According to the Beer–Lambert law [32,33], the optical transmittance of silica aerogel composite doped with hollow opacifier spheres with a thickness of $L$ can be expressed as:

$$\tau =e^{-{\beta }_{\lambda }^{tr}L}$$

(9)

where ${\beta }_{\lambda }^{tr}$ is the spectral transport extinction coefficient of aerogel composite, which can be calculated by [8]:

$${\beta }_{\lambda }^{tr}=\left(1-f_v\right){\beta }_{\lambda ,a}+{\beta }_{\lambda ,p}^{tr}$$

(10)

where ${\beta }_{\lambda ,a}$ is spectral transport extinction coefficient of aerogel matrix and ${\beta }_{\lambda ,p}^{tr}$ is the spectral transmission extinction coefficient of hollow opacifier, which can be evaluated by considering the anisotropic scattering of hollow opacifiers [34]:

$${\beta }_{\lambda ,p}^{tr}=\left(1-{\omega }_{\lambda }{g}_{\lambda }\right){\beta }_{\lambda ,o}$$

(11)

where ${\omega }_{\lambda }$ denotes the scattering albedo of a single hollow opacifier defined as the ratio of the scattering efficiency to the extinction efficiency, and $g_{\lambda }$ denotes the asymmetry coefficient, which describes the distribution of the scattered radiation in the forward/backward direction and is defined as [30]:

$$g_{\lambda }=\frac{4}{y^2{Q}_{sca,o}}\left[{\displaystyle \sum _{n=1}^{\infty }}\frac{n\left(n+2\right)}{n+1}\mathrm{Re}\left(a_n{a}_{n+1}^{*}+b_n{b}_{n+1}^{*}\right)+{\displaystyle \sum _{n=1}^{\infty }}\frac{2n+1}{n\left(n+1\right)}\mathrm{Re}\left(a_n{b}_n^{*}\right)\right]$$

(12)

where $y=kd/2$ is the size parameter, $d$ is the inner diameter of the hollow opacifier, and the asterisk (*) indicates complex conjugation. ${\beta }_{\lambda ,o}$ is the spectral extinction coefficient of hollow opacifiers doped inside silica aerogel matrix, which is expressed as:

$${\beta }_{\lambda ,o}=\frac{1}{4}\pi D^2{Q}_{ext,o}N=\frac{3f_v{Q}_{ext,o}}{2D}$$

(13)

where $N$ is the number density of the hollow opacifiers doped in aerogel composite, which can be evaluated by [10]:

$$N=\frac{6{\rho }_a{f}_m}{\pi D^3\left[f_m{\rho }_a+\left(1-f_m\right){\rho }_p\right]}$$

(14)

where ${\rho }_a$ is the aerogel matrix density, $f_m$ is the mass fraction of hollow opacifiers, ${\rho }_p=\left[1-{\left(\frac{d}{D}\right)}^3\right]{\rho }_s$ is the density of the hollow opacifier sphere, and ${\rho }_s$ is the density of the solid shell.
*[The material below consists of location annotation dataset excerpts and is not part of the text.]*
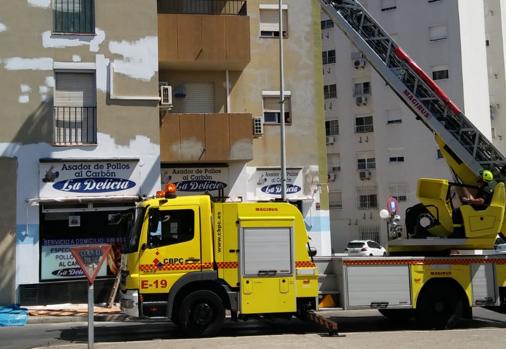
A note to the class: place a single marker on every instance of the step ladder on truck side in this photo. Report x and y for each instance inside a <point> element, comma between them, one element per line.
<point>467,151</point>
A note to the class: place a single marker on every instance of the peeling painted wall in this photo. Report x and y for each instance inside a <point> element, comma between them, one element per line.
<point>125,128</point>
<point>132,49</point>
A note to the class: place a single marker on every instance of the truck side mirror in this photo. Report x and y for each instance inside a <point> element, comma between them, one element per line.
<point>312,251</point>
<point>154,218</point>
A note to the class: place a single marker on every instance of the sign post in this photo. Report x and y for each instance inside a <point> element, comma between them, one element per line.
<point>90,258</point>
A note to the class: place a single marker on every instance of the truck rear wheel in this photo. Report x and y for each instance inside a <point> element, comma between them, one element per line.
<point>201,314</point>
<point>439,307</point>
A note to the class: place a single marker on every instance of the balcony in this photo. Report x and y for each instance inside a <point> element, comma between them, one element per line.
<point>203,35</point>
<point>75,125</point>
<point>206,138</point>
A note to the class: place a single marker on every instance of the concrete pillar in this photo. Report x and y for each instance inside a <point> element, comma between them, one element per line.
<point>8,178</point>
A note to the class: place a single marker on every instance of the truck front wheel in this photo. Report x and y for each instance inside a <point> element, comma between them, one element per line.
<point>201,314</point>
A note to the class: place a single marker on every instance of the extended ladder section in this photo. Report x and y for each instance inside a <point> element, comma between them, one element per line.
<point>461,140</point>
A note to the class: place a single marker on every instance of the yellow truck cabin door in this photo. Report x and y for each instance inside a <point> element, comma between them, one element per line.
<point>172,247</point>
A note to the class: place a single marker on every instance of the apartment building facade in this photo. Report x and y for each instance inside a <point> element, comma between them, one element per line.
<point>376,147</point>
<point>98,113</point>
<point>221,62</point>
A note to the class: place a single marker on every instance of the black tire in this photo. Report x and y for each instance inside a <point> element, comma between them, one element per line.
<point>201,314</point>
<point>398,315</point>
<point>439,307</point>
<point>413,217</point>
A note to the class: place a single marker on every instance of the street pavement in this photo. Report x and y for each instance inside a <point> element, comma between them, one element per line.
<point>362,329</point>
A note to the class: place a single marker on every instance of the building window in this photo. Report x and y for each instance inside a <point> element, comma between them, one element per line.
<point>269,21</point>
<point>394,116</point>
<point>396,159</point>
<point>330,91</point>
<point>361,89</point>
<point>440,73</point>
<point>327,24</point>
<point>367,201</point>
<point>335,200</point>
<point>387,5</point>
<point>74,16</point>
<point>399,191</point>
<point>364,124</point>
<point>366,163</point>
<point>369,233</point>
<point>438,32</point>
<point>331,127</point>
<point>272,110</point>
<point>75,108</point>
<point>329,57</point>
<point>395,155</point>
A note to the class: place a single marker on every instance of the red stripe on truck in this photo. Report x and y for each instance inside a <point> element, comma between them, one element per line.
<point>402,55</point>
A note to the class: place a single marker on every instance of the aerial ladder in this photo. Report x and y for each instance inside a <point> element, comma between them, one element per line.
<point>431,225</point>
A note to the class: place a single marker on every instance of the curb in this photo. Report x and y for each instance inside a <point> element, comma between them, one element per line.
<point>76,318</point>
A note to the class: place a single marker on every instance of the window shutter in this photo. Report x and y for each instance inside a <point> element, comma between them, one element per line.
<point>269,20</point>
<point>199,98</point>
<point>75,90</point>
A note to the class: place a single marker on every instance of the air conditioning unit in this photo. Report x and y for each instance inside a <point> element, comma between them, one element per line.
<point>364,175</point>
<point>258,126</point>
<point>361,100</point>
<point>359,63</point>
<point>165,94</point>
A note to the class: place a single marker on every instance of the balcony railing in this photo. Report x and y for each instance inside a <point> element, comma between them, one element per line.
<point>75,125</point>
<point>209,7</point>
<point>74,16</point>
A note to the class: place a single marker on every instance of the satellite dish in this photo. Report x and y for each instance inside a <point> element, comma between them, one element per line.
<point>384,214</point>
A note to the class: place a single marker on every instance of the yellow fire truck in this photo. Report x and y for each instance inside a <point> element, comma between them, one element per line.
<point>189,259</point>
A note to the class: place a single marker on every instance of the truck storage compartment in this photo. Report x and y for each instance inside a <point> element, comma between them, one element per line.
<point>377,286</point>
Thus, the volume fraction of hollow opacifiers, $f_v$, can be calculated by:

$$f_v=\frac{\pi D^3}{6}N=\frac{{\rho }_a{f}_m}{\left[f_m{\rho }_a+\left(1-f_m\right){\rho }_p\right]}$$

(15)

Since radiation energy can only travel over a very short distance within aerogel composites (optically thick medium, optical thickness > 5 [23]), the radiative thermal conductivity can be evaluated by Rosseland approximation [35]:

$$k_r=\frac{16}{3\beta \left(T\right)}\sigma T^3$$

(16)

where $T$ is the ambient temperature and $\sigma$ is the Stefan–Boltzmann constant. $\beta \left(T\right)$ is the temperature-dependent Rosseland mean extinction coefficient, which is the result of integrating the spectral extinction coefficient over the full wavelength range [8,10],

$$\beta \left(T\right)=\frac{1}{{\int }_0^{\infty }\frac{1}{{\beta }_{\lambda }^{tr}}\frac{\partial E_{b\lambda }}{\partial E_b}\mathrm{d}\lambda }$$

(17)

where ${\lambda }_{min}$ = 0.5 μm, ${\lambda }_{max}$ = 25 μm, $E_{b\lambda }$ is the spectral emissive power of the blackbody, $E_b$ is the blackbody emissive power, and the ratio of $E_{b\lambda }$ to $E_b$ can be calculated according to [36].